PAPOWS: Q3 is typically a tough quarter for us because Europe shuts down for a big chunk of the quarter. And this year Q3 was a gang-buster — a monster of a quarter. So if this is Y2K, then let’s do it again every year. We just got by the 9/9/99 date, which in my mind, technically, had the potential to be as significant an issue as the millennium. I didn’t see you guys writing about any disasters that I heard of. I think a lot of this is somewhat over-baked, or seems to be. I do think come March of next year you’ll see a spike in IT spending because there will be a certain amount of pent up demand. But that’s a guess.
CWC:What’s the status of the SmartSuite desktop applications?
PAPOWS: We’ve got 28 million active users. We own about 18 per cent of the unit volume of that market, which makes us kind of the Avis Rent-a-car of office productivity suites. Which isn’t where you want to be, but it’s an US$18 billion market. Bu we’ve stopped focusing on talking paper clips and eraser heads, or another row and column on the spreadsheet, which I haven’t had too many CIOs beg me for lately, and worked on Office inter-operability almost exclusively. So if you’re importing an Excel file under 1-2-3 or vice versa, we want the interoperability to be pretty well seamless.
CWC:How would you classify your relationship with Microsoft?
PAPOWS: Well, it’s very competitive. I mean, the good news and bad news is that the market for Web based collaboration is really consolidated around us and Microsoft and Novell, and all of the other smaller companies have largely fallen by the wayside, comparatively speaking. I think on a steady state basis we’re both shipping about equivalent amounts of software. The difference is we simply count what we get paid, where Microsoft tends to estimate how much Outlook was turned on as part of Office.
CWC:What about the more vocal, marketing scraps Lotus and Microsoft have engaged in?
PAPOWS: When R5 was launched in Southeast Asia, Kuala Lumpur and Panama, Microsoft rented a bunch of rooms in the same hotels and hired people to picket, and there was a lot of disruption.
So there’s certainly a veracious competitive appetite. And let’s face it: neither Bill Gates or Steve Ballmer or myself or my other principal executives are less then completely type-A personalities. So it’s not too surprising. But at an engineering level, I think we’re both, as we approach middle age, becoming mature enough not to jam customers in the middle of our food fight because it’s to both our companies’ detriment when we do. And that’s the difference. That was not always the case.
CWC:What’s your biggest headache these days?

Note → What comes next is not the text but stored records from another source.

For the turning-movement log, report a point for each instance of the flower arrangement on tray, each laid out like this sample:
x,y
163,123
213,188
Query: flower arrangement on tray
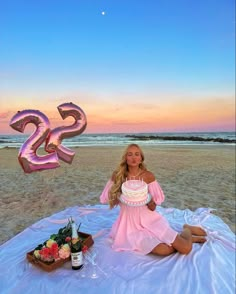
x,y
55,251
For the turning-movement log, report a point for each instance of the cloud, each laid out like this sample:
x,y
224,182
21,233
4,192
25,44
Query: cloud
x,y
4,114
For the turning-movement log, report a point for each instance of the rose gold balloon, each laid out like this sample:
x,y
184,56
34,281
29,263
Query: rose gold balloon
x,y
58,134
27,156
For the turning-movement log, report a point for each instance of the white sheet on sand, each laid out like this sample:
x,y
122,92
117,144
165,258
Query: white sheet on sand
x,y
209,268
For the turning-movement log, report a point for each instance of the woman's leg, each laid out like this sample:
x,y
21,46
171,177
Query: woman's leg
x,y
183,242
198,231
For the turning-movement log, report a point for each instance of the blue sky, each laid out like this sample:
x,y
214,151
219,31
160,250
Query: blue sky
x,y
161,50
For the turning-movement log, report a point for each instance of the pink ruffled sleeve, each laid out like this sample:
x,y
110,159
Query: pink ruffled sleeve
x,y
157,194
105,193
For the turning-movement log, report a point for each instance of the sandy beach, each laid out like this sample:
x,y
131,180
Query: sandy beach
x,y
190,176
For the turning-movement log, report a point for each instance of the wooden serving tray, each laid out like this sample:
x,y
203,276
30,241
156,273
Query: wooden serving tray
x,y
48,267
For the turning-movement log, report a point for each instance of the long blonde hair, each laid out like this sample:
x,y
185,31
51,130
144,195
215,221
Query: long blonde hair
x,y
120,174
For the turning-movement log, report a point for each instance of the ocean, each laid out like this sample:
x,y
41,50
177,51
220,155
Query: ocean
x,y
206,138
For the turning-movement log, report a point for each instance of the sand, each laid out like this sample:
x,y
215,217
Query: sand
x,y
190,176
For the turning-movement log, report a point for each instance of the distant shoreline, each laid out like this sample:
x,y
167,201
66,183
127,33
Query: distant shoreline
x,y
181,138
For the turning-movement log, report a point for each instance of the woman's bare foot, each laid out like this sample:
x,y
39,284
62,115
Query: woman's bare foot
x,y
198,231
198,239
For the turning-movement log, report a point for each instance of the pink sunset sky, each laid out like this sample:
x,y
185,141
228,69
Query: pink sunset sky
x,y
132,66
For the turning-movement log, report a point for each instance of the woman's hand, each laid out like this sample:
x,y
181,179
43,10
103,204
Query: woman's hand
x,y
151,205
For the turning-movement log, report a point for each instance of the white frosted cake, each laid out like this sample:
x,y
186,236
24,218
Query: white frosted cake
x,y
134,193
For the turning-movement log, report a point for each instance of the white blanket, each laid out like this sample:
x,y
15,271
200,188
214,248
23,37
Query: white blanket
x,y
209,268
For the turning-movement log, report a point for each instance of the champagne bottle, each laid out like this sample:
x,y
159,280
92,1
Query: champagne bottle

PAPOWS: My biggest worry is the pending explosion in this pervasive computing model I think we’re going to be dealing with. In the Web era, in this age of e-commerce where your IT infrastructure is your direct contact with your customer, as the plethora of handheld computing devices adds to the volume of PCs, if we take our eye off the ball from either a standard’s perspective or from a reliability or scalability standpoint, we could slow this whole Web-based phenomenon down.
My fear is we’re going to get lost in our own hype, read too many of our own press releases, forget about all the block-and-tackling hard work required to keep pace with the explosions of the volumes of information that we’re going to have to manage in a more complex typology with a range of computing devices. We could screw this up for a period of time.